The Gal Herself said...

Oh, now that's a love story! Romantic and enduring because he really appreciated her individuality.

My Grandma told me about the night she met my Grandpa. Her parents ran a resort and had a weekly dance for the guests. She was 17 and very shy, but this Saturday she was persuaded to attend. Overwhelmed by the raucous vacationers, she sat by herself beside the punch bowl. My Grandpa, a sensitive "older man" of 21, came over, sat beside her, and began chatting her up. (My Grandpa always was talkative.) Then he took her glasses off her face, cleaned them on his tie, and put them back on her face. She said she knew then he would always take of her and never hurt her. She was right.

Jean-Luc Picard said...

A fine memoir, Mimi

Travis said...

I remember my Gram and her wigs. She only had a few, maybe 3 or 4. She would go to the beauty parlor to get her own hair styled...she was a red head but she never liked her actualy color.

She liked auburn, so all her wigs were auburn. And she would take them to the beauty parlor with her. While she was having her hair done, she'd have the wigs touched up and styled.

I hadn't thought of that in ages. Thanks for prompting that memory!

Bobbi said...

Great post and memory of your grandmother! My mother has smoked since she was 15 - she's now 64. I've tried all my life to get her to quit, but to no prevail.

Mimi Lenox said...

Annelisa - Even the "choky" ones....must be a British expression, eh? Yes, I really should continue to write them down. I'm sorry you didn't know your grandparents.

Mimi Lenox said...

Annelisa - Even the "choky" ones....must be a British expression, eh? Yes, I really should continue to write them down. I'm sorry you didn't know your grandparents.

Mimi Lenox said...

Summer - Sounds like a scary sight!

Mimi Lenox said...

Akelamalu - I know! Why even smoke??!

Mimi Lenox said...

Gal - Oh...you have to put that in a blog post. What a romantic story. Just. Wow.

Mimi Lenox said...

Jean-Luc - Thank you, Captain.

Mimi Lenox said...

Travis - Ahh...what a great memory. These days I think it is rather unusual for older ladies to wear wigs. Must have been the style back then.

Mimi Lenox said...

Bobbi - Smoking has a grasp on people, that's for sure.

Julie said...

Very interesting story Mimi. Anytime I smell a cigar I say "Oh that smells like grandpa." Grandma didn't smoke but grandpa sure did.

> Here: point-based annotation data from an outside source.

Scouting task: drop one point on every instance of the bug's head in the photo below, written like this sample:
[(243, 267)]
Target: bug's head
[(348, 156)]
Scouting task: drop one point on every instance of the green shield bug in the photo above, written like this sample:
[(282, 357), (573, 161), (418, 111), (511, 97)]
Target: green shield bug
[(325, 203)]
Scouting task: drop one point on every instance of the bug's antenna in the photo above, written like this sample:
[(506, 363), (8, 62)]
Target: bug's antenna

Yeah...and now we're the "witchy" lookin' ones in the AM, huh?

*sigh*

Tarheel Rambler said...

Another beautiful memory, wonderfully communicated. Thank you, Mimi. Hope you're having a wonderful weekend.

By the way, I did complete the meme you tagged me with...just in case you're wondering.

AngelBaby said...

Wonderful story - to think one day we will be that old and our grandchildren will tell others about our wigs and silly things we do. I know that people will enjoy the stories just as much as we do and long for the good old days with grandma. I hope I can sit up in heaven and smile while they tell the stories. Thank you for sharing this wonderful story.

I have something for you at my site so come by and see.

Love and Blessings,
AngelBaby

Ricardo said...

Smoking is sexy on film and what not but in real life it is a bit smelly. As far as Gothic women go, I find the modern ones with the peicings and all to be really sexy and I can;t tell you why. I just do. I guess I never grew up.

The wig thing is fascinating. The stuff of a David Lynch film. And that's a compliment.

Desert Songbird said...

My mother lost all of her hair in her mid-40s, so she wore a wig for the rest of her life. She used to crack up the grandkids by lifting up her wig to scratch her head!